An excerpt from this article about the guns in the wake of Charleston:

Some more conservative commentators seem to be advocating for arming priests and pastors in the same way that they’ve argued in favor of having armed guards in schools. What are your thoughts on this proposal?

That’s a very typical reaction. In the last decade, this is exactly how the gun rights crowd would’ve responded to this. They take these incidents as a call to arms. I’m not surprised that they think Christian pastors should be armed to prevent these kinds of incidents. The interview you refer to is with a guy named E.W. Jackson, who was on “Fox and Friends” this morning. He was the one who suggested that this was more of a hate crime against Christians and not against African Americans. He himself is African American, but clearly he and the host completely ignored that there was an obvious race element to this though the shooter himself said it. What was interesting about Jackson is that he is no average or ordinary black pastor. “Fox and Friends” picked him for a reason. He was a Republican candidate for lieutenant governor of Virginia and for the Senate and is a Tea Party favorite, staunch defender of guns, big critic of the black political establishment in complaining that they’re always claiming racism, but that’s beside the point. The major point is this is not anything new. This is part of the larger gun rights agenda to flood our society with guns.

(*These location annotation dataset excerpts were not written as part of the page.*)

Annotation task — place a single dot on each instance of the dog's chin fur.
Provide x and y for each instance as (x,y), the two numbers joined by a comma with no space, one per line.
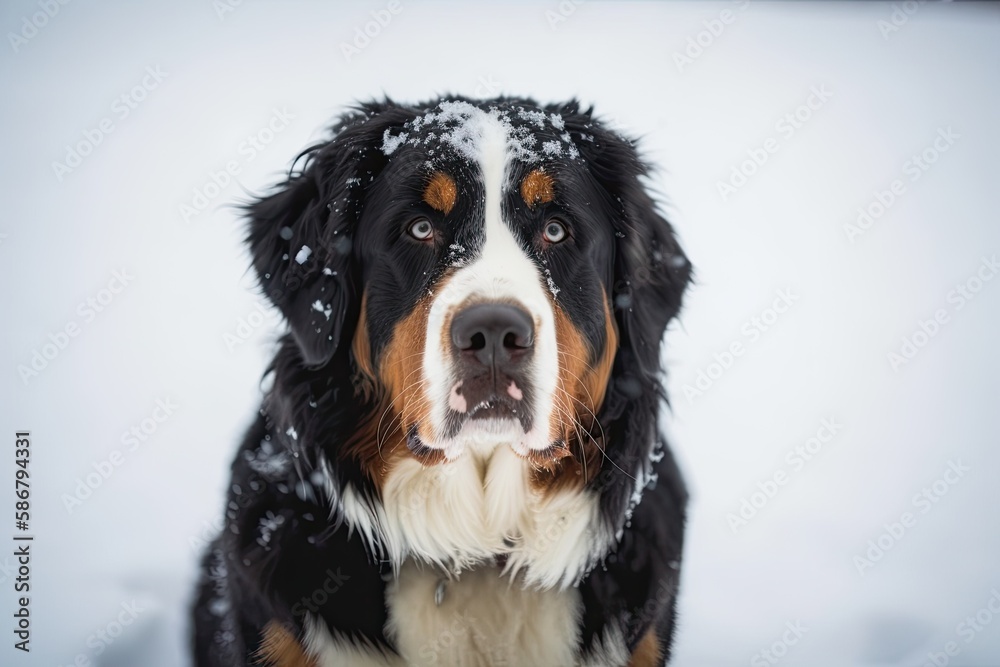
(378,516)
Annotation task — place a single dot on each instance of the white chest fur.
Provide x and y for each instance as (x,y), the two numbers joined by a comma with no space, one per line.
(463,512)
(479,619)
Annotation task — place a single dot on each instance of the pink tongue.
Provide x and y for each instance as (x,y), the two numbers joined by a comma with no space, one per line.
(456,401)
(514,391)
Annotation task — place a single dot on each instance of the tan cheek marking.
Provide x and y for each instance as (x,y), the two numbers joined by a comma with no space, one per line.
(647,653)
(537,188)
(398,393)
(441,192)
(279,648)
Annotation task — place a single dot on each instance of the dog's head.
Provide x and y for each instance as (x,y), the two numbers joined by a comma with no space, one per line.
(493,272)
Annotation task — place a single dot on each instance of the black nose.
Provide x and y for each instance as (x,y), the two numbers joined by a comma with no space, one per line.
(493,334)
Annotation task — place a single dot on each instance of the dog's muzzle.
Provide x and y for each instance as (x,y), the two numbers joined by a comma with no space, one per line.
(492,345)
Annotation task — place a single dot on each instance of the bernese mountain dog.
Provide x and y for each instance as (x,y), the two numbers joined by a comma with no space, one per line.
(457,460)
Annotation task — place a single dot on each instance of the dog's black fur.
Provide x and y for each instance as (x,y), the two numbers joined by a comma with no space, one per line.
(280,543)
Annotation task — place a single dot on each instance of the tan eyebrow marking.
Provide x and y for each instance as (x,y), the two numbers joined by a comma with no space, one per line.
(441,192)
(537,188)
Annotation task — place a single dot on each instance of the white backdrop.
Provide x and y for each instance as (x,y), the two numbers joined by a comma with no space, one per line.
(773,124)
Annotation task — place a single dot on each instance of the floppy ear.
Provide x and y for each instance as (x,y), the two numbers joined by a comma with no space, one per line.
(301,235)
(650,271)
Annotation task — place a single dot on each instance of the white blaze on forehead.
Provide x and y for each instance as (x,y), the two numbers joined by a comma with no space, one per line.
(502,271)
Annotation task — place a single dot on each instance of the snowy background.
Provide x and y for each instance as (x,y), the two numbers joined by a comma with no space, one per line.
(884,83)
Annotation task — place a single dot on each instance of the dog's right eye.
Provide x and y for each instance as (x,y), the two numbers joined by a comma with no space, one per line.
(421,229)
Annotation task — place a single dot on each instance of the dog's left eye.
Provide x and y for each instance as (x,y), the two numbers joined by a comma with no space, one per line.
(421,229)
(555,231)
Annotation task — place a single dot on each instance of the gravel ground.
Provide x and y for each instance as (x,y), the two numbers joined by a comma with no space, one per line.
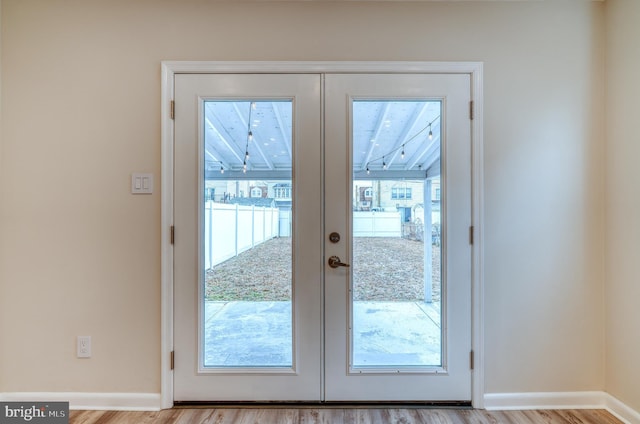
(383,269)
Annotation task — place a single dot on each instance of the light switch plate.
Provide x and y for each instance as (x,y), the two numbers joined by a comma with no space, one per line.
(141,183)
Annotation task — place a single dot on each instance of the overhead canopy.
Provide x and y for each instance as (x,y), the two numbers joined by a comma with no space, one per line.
(391,139)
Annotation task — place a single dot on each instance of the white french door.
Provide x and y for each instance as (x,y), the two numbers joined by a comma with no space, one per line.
(407,138)
(321,249)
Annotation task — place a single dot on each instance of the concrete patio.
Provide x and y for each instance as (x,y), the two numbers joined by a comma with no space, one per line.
(249,334)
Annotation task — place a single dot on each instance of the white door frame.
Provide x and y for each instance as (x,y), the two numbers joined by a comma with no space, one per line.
(170,68)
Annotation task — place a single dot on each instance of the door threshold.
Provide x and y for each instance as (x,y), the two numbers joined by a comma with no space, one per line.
(447,404)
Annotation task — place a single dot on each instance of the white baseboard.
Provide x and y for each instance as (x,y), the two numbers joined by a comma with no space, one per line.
(92,401)
(621,410)
(562,400)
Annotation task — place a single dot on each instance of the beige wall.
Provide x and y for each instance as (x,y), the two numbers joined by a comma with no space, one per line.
(80,255)
(623,201)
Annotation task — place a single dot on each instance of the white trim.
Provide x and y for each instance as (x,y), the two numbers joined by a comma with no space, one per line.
(477,210)
(91,401)
(621,410)
(166,249)
(474,69)
(259,67)
(561,400)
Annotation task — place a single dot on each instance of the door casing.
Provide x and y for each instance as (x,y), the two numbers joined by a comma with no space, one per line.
(170,69)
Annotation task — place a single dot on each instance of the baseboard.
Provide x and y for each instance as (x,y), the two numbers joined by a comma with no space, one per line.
(621,410)
(92,401)
(562,400)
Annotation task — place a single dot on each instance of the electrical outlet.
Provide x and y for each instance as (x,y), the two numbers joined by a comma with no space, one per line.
(84,347)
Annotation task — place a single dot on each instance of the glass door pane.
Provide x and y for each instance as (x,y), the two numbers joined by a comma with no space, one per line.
(248,237)
(247,234)
(397,187)
(396,290)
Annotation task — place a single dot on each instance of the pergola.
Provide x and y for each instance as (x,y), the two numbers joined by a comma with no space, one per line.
(391,140)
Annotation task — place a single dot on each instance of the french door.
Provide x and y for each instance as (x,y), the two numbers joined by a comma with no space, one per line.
(321,249)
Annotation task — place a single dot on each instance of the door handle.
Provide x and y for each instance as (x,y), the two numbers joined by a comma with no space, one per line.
(335,262)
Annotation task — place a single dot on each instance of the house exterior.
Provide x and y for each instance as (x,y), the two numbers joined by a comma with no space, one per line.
(80,112)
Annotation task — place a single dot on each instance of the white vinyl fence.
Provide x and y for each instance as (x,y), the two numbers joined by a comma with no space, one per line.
(236,229)
(377,224)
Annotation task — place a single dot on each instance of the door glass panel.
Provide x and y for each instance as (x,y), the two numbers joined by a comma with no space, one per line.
(396,279)
(247,229)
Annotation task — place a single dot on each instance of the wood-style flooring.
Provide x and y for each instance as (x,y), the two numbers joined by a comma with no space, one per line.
(343,416)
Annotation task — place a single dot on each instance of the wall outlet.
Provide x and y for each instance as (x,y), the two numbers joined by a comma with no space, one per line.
(84,347)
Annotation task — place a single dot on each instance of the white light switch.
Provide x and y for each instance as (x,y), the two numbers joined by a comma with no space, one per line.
(141,183)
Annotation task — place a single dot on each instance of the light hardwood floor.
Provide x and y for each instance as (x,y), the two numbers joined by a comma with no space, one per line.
(342,416)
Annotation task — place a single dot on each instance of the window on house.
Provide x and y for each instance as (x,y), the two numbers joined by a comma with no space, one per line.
(399,193)
(282,192)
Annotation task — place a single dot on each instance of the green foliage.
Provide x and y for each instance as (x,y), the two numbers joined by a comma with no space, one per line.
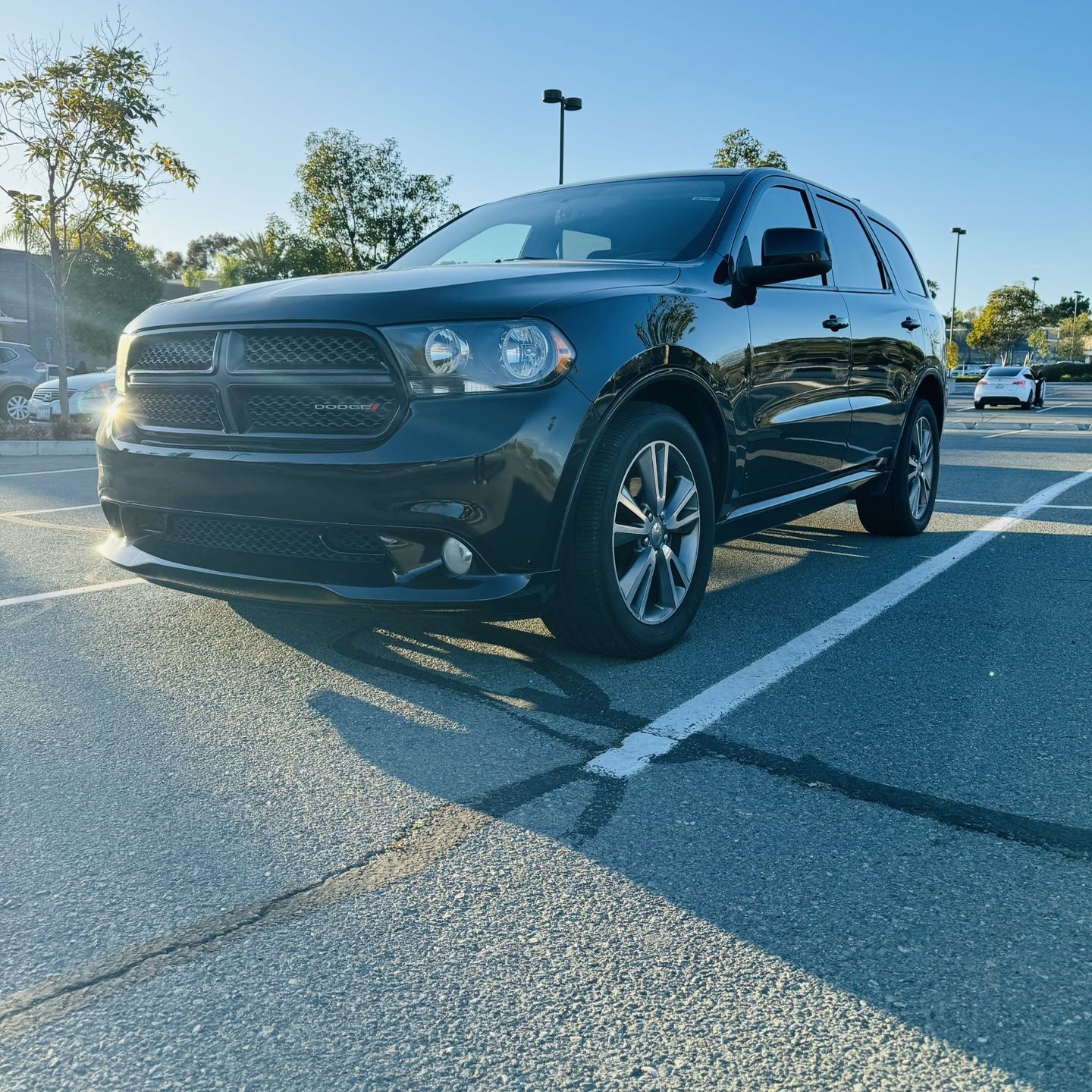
(193,277)
(77,116)
(201,253)
(111,284)
(228,270)
(1009,315)
(359,201)
(278,253)
(741,149)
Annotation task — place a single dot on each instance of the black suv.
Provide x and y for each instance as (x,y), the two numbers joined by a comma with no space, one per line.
(554,405)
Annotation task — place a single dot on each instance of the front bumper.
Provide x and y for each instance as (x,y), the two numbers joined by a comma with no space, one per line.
(493,471)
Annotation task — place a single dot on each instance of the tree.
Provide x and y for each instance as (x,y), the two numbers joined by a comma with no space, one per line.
(79,121)
(228,270)
(1072,337)
(201,253)
(741,149)
(278,253)
(359,200)
(111,283)
(193,277)
(1010,314)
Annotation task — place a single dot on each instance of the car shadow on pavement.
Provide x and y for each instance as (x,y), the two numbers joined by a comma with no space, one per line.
(961,935)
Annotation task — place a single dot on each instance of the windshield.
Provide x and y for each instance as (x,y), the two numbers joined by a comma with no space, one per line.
(659,220)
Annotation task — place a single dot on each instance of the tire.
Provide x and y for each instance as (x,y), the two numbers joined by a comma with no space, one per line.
(14,404)
(620,592)
(901,510)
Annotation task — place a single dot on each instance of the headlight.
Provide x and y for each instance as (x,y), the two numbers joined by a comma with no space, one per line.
(464,357)
(119,372)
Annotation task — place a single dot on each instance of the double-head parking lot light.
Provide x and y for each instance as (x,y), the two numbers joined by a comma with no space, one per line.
(554,96)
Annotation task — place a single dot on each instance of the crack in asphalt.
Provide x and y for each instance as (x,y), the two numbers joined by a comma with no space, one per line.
(811,772)
(434,836)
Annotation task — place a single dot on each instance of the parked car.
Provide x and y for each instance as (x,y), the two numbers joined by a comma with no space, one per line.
(89,397)
(554,405)
(20,372)
(1006,387)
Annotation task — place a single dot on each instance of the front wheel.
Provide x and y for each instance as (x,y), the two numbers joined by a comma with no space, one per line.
(15,405)
(905,506)
(638,554)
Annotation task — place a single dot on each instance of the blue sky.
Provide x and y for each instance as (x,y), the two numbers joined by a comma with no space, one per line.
(970,111)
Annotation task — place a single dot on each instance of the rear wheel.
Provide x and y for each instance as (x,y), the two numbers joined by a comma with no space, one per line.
(905,506)
(638,554)
(15,404)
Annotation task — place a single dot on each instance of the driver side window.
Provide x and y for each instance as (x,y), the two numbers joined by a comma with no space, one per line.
(778,206)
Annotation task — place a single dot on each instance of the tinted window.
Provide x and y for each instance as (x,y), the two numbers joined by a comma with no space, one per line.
(661,220)
(901,261)
(856,265)
(778,206)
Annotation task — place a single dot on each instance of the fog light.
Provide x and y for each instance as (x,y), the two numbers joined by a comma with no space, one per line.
(457,557)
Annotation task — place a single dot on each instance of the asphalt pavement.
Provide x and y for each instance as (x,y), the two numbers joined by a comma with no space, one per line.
(253,849)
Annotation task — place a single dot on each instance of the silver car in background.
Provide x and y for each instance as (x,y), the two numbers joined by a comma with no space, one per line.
(89,396)
(20,372)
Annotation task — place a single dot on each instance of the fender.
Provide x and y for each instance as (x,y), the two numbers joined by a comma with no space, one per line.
(673,362)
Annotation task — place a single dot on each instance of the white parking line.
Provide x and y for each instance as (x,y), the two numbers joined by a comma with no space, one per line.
(1012,504)
(71,469)
(42,511)
(637,749)
(37,598)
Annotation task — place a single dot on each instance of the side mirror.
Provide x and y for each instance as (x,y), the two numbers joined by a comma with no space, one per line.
(789,253)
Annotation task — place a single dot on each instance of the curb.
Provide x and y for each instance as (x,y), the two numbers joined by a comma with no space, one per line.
(47,448)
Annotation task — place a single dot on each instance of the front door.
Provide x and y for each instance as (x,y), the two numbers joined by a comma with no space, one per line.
(888,332)
(797,404)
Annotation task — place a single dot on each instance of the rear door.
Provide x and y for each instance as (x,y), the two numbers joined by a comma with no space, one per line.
(888,350)
(797,404)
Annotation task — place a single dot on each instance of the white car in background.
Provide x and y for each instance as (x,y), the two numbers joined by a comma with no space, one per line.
(89,396)
(1006,387)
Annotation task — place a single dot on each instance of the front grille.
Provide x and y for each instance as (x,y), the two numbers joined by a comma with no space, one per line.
(318,411)
(184,407)
(267,386)
(312,350)
(302,541)
(173,353)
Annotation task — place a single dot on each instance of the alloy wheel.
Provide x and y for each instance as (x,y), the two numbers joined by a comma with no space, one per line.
(657,532)
(17,407)
(922,472)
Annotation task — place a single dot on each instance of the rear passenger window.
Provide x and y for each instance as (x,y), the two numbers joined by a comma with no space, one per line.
(778,206)
(856,263)
(902,261)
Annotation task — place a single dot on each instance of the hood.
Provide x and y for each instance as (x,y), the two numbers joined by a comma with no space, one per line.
(382,297)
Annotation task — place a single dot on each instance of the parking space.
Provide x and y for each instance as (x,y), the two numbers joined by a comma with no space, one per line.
(249,848)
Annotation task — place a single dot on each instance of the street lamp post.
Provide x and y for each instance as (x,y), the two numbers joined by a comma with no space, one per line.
(24,200)
(951,318)
(554,96)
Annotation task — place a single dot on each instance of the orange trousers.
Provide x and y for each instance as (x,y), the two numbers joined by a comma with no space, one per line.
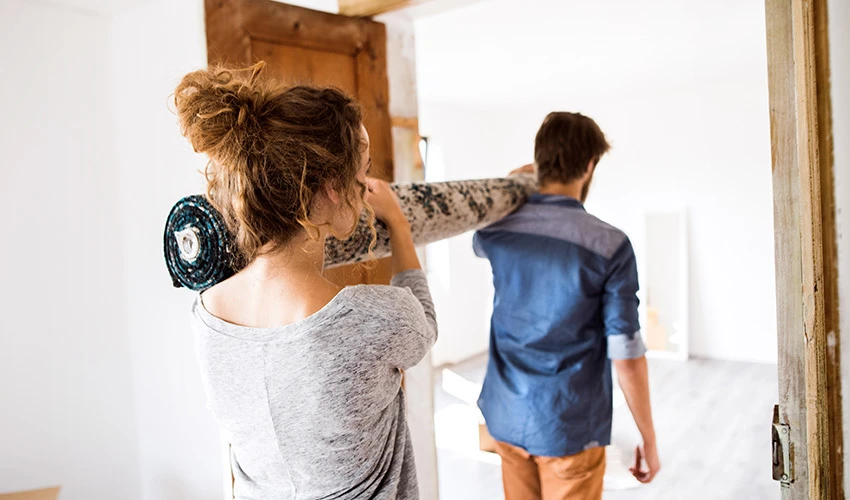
(529,477)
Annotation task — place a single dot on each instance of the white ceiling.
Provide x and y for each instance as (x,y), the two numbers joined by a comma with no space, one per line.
(107,7)
(517,50)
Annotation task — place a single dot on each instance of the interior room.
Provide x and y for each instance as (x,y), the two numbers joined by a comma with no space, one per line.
(692,192)
(729,171)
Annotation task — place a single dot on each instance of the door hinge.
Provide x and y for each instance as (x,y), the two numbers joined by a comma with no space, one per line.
(781,445)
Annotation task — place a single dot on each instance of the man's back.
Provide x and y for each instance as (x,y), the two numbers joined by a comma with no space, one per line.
(565,305)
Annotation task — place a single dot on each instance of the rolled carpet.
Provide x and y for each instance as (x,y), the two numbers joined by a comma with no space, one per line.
(200,253)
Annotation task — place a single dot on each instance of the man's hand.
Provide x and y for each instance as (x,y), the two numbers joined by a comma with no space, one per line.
(525,169)
(634,381)
(647,453)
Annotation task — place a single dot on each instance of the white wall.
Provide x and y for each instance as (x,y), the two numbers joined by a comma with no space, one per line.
(839,48)
(65,388)
(153,46)
(680,88)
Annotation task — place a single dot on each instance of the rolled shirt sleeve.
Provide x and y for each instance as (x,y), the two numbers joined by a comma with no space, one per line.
(620,306)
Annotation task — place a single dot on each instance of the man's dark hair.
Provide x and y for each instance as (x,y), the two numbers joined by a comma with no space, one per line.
(565,145)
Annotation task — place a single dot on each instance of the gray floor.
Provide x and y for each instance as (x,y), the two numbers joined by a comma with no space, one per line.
(712,419)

The other piece of interest on Fox News was actually in the written portion. John Lott, who is a major gun rights advocate, wrote a book called “More Guns, Less Crime.” He has been repeatedly discredited, disproved by the public health establishment, but he keeps coming back because he cites data and statistics. His methods have been disproven, but he is called on as an expert in favor of gun rights. He wrote a column this morning for Fox News saying that the real problem was that the church was a gun-free zone, and that makes it an easy target for killers. But that again is a very common argument that we heard many times about the shooter in Aurora, Colorado. They said that that theater was also a gun-free zone, and that’s why he chose it. There’s plenty of evidence to the contrary: that that doesn’t come into the minds of the shooters at all.

What they are really saying is that we must accept that people are going to die in mass killings from gun violence. That goes without saying.  But they believe we just won’t have as many deaths if more people are armed because someone in an armed crowd should be able to cut down the first shooter before he succeeds in killing all of his intended victims.  He will, of course, kill some of them.  Nobody can read his mind and know ahead of time that he is going to start firing at people.  But once the shock wears off one of the armed accountants, schoolteachers and elderly people should be able to get their weapon out and fire at the shooter before he kills every person in the room (as long as he doesn’t see them first.) That’s it. That’s their solution.

Unless we all walk around with guns loaded and drawn and ready to fire at a moments notice, this is the best scenario that they can come up with. The worst, of course is that bullets flying all over the place from multiple shooters will inevitably hit the wrong people and cause even more death. But in the best case, what we will have is possibly fewer victims before someone cuts down the perpetrator. And that is good enough for them.

So, in effect, they are saying that mass shootings are just part of life and we are going to have to live with it. And apparently, that’s what most Americans believe as well.  There is nothing to be done. Well, that’s not true.  The gun proliferation zealots are succeeding in state legislatures in loosening gun laws and putting even more guns into circulation everywhere. So there’s that.  But that’s it.